Ina Garten Reveals The Hardest Recipe She's Ever Created

Ina Garten is the face of home cooking. Now on her 12th cookbook and counting, the food guru has been in the industry for as long as it will take us to perfect a Thanksgiving turkey (which is still yet to happen). Nevertheless, Garten has proven herself to be the go-to "Barefoot Contessa" with 28 seasons to boot. "Be My Guest" is Garten's most recent television venture which showcases her conversations with celebrity guests while cooking in the kitchen. We would love to know what she puts on her Thanksgiving table! Like that time she made a "make-ahead feast" for her guests (per Food Network).

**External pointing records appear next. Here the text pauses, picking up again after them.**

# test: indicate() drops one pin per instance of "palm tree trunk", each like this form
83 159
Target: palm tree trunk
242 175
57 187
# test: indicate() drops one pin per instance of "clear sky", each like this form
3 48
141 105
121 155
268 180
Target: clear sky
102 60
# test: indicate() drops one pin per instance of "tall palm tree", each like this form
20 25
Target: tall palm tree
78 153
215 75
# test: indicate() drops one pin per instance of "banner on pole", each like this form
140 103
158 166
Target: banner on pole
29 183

While we may never know all of Garten's kitchen tips and tricks, she did reveal the hardest recipe she's ever made. Mashed attended the New York Times Food Festival, where Ina Garten spoke to food editor Emily Moskin during the segment "How Ina Garten Does It" about her childhood experiences and upcoming cookbook. As the discussion continued, Garten explained that one particular dish was incredibly difficult to get right due to its flavor and texture profile.

After almost 20 years and counting on television, what recipe could have possibly stumped the infamous Ina Garten? After all, she is a connoisseur of all types of foods — cooking and baking included. That's why the audience at the New York Times Food Festival may have been surprised to learn that her trickiest recipe was a classic dessert.

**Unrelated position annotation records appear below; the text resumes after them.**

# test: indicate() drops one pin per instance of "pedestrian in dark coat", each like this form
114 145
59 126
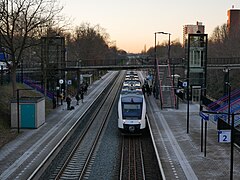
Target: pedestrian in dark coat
68 99
77 98
81 94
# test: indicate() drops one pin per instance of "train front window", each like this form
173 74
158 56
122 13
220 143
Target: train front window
133 111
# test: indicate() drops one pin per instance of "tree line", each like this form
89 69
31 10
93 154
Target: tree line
23 23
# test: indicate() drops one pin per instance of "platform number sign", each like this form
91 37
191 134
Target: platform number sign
224 136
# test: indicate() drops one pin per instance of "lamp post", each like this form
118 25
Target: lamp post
155 55
227 83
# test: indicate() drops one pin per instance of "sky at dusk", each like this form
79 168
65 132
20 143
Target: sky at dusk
131 23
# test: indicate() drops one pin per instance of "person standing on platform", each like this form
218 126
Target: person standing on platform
68 99
77 98
81 94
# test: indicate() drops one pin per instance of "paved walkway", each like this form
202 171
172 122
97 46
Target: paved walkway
20 157
180 153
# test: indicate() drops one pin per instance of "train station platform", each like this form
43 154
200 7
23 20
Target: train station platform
179 153
20 157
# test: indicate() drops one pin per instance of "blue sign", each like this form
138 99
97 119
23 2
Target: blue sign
2 56
224 136
204 116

Garten had trouble perfecting Boston cream pie

Ina Garten told New York Times editor Emily Moskin, "Boston cream pie seems like the simplest thing in the world. It's white cake, a pastry cream filling, and chocolate ganache." She continued, "I would get each one of them right and then put them together and the chocolate would overpower everything else. It has to be perfectly layered."

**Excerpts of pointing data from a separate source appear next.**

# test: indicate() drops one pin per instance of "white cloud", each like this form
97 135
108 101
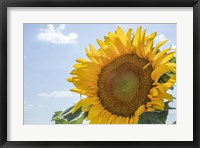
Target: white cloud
58 94
161 37
56 36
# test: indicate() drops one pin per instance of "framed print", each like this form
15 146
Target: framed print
78 74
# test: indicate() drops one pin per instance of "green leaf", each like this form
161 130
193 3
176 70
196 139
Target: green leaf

It took Garten a whopping six years to perfect her Boston cream pie after receiving some advice from famous pastry chef Christina Tosi. Known as the CEO of Milk Bar, Tosi told Garten to include a sugar syrup soak to give the cake more flavor. Garten explained, "So I did the whole thing all over again, all the parts, got them all lined up and did the sugar syrup soak, put them all together and it's close, but it's not quite where it needs to be." That's when Garten and her team cracked the code: "One of my assistants said, 'What about putting some Grand Marnier in the soak?' And I was like, 'That's it.'"

The food mogul explained that the Grand Marnier added the exact taste she was looking for to finally finish the Boston cream pie. Garten now describes the pastry as a "comfort food" and mentioned that she wouldn't let the recipe go until it achieved "the flavor, the texture that I had in my head." With any luck, the recipe will find its way into one of her future cookbooks.